Monica and Sam are unhappily married and show it… Grace and Howard are unhappily married, but complacent. Their children, Allen and Michelle, are at a crossroads in their relationship. Michelle wants to get married, but Allen is unsure. So when the two families meet for the first time, things get complicated, because it turns out that they all know each other.
Maybe I Do takes a look at the longevity and necessity of marriage. With their future uncertain, Michelle and Allen seek advice from their parents and they each have a different point of view on whether or not marriage is worth the complication and difficulties it brings. These are conversations I am sure we’ve all heard before because the marriage debate has been raging for decades now. But they still ring true, whether they’re coming from a romantic or a cynic.
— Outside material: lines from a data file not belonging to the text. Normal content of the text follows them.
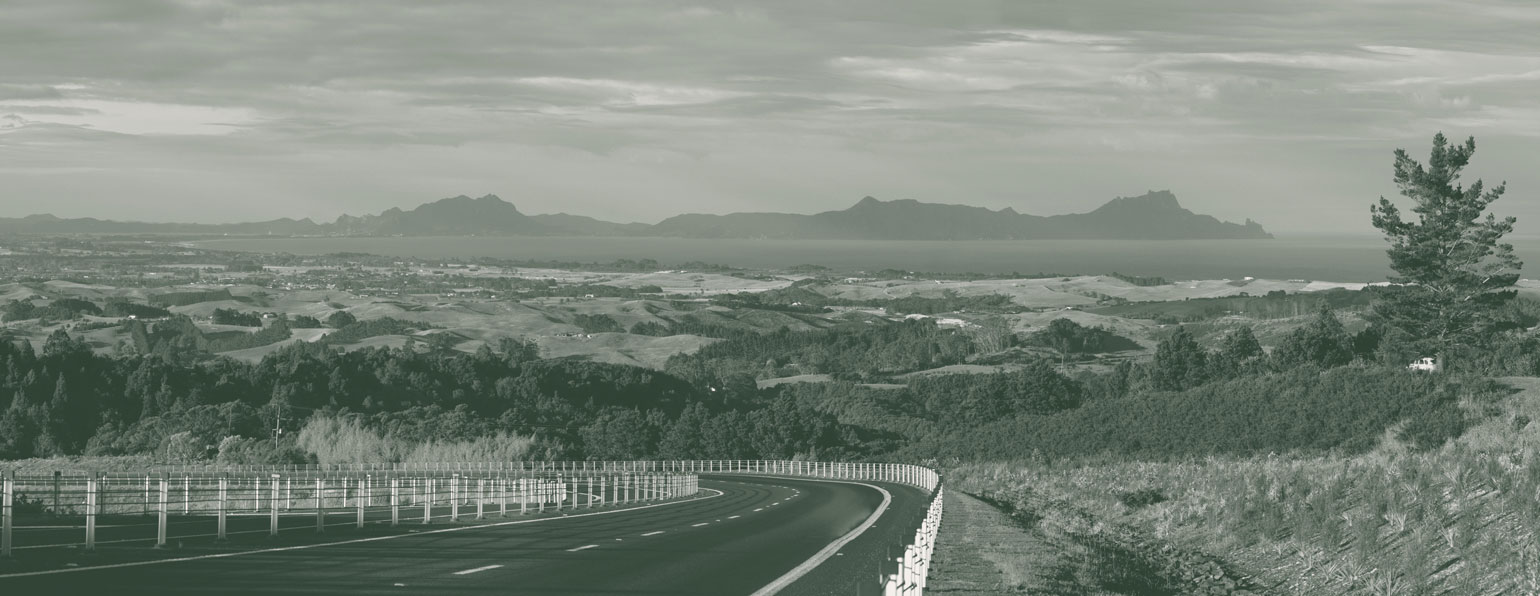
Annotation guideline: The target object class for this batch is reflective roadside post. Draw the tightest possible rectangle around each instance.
[268,474,282,536]
[156,471,171,548]
[214,474,229,542]
[85,471,102,551]
[0,470,15,559]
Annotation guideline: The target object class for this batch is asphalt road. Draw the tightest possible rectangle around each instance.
[0,476,926,594]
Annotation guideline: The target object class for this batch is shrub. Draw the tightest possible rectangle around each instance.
[1118,488,1169,510]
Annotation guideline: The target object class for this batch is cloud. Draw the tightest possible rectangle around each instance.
[0,0,1540,238]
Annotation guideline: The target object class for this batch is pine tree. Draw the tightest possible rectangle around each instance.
[1369,132,1523,368]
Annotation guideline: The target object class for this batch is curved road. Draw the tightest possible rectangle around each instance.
[0,476,926,596]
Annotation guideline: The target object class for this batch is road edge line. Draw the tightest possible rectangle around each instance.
[0,487,727,579]
[750,476,893,596]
The cast is fabulous. Diane Keaton, Richard Gere, William H. Macy, and Susan Sarandon? You couldn’t ask for a better ensemble. Emma Roberts and Luke Bracey, who recently starred together in Holidate, play Michelle and Allen. They exude much more chemistry here in Maybe I Do, which is a testament to what a good script can do.
Susan Sarandon and William H. Macy play Monica and Sam, Allen’s parents and for me, they’re definitely the highlight of the film. Monica is blunt and outspoken and Sarandon seems to be having a lot of fun with the character. Macy’s Sam is also quite blunt… mostly about how terrible his marriage is and how unhappy he is in life. It shouldn’t be as funny as it is, but Macy’s line deliveries had me laughing out loud… for real. It’s a treat to see Diane Keaton and Richard Gere in a romantic comedy again. Diane Keaton as Grace is… well, she’s Diane Keaton. Fabulous. Richard Gere gets to show off his comedic chops as well as Howard, a husband, and father who is hoping his infidelity remains a secret and his former mistress doesn’t off him the way she’s threatened to.
Michael Jacobs’s steady direction and ability to bring out some fun performances from four powerhouses of acting are what makes Maybe I Do such a treat. It creates an interesting discussion of how we view our parents’ marriage(s) and how those perceptions shape our own ideas of what marriage should be. Some parents are better at hiding their problems than others and we don’t usually think about how that actually affects the kids until it’s their turn to face commitment and the concept of forever.
Maybe I Do is definitely a character-driven romantic dramedy and an enjoyable one at that. It definitely gets a recommendation from me.
Maybe I Do will be released on January 27th in select theaters.